Well I am not sure but I think, those headers "sql.h" are provided by "dev-db/unixOdbc". Emerge this and try again. unixOdbc is a dependency of openldap, so there shouldn't be a problem.

----------

## Maedhros

Moved from Installing Gentoo to Networking & Security.

----------

## rmdegennaro

 *Arno Nymous wrote:*   

> Well I am not sure but I think, those headers "sql.h" are provided by "dev-db/unixOdbc". Emerge this and try again. unixOdbc is a dependency of openldap, so there shouldn't be a problem.

 

I am very new to Gentoo, and slightly new to Linux.  So I apologize in advance for my bumbling.  I just saw this behaviour as well.  I added a few DBMS entries and LDAP to my USE list.  I did "emerge --update --deep --newuse world" and it kept getting hung up on not finding SQL headers (sql.h) for OpenLDAP.  

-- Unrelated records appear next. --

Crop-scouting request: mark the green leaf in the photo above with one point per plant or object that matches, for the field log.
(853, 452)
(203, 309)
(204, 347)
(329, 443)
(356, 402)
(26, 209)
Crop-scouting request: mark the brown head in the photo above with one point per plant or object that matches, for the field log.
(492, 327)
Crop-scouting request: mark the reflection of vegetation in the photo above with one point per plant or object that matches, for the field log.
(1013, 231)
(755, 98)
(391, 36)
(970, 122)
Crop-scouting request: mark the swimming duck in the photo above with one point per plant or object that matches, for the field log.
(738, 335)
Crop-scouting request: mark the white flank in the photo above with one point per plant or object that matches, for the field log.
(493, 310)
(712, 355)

I then did "emerge openldap", which worked fine.  And then "emerge --update --deep --newuse world" again, and its compiling away without problem now.   

If anyone else is reading this, I would like to learn and know why.  According to the quoted item, I would have thought that unixODBC would be a dependency for OpenLDAP then.  Is that not true?  Also, why did the plain emerge work, but not the "newuse update" emerge?

Thanks,

Ralph

----------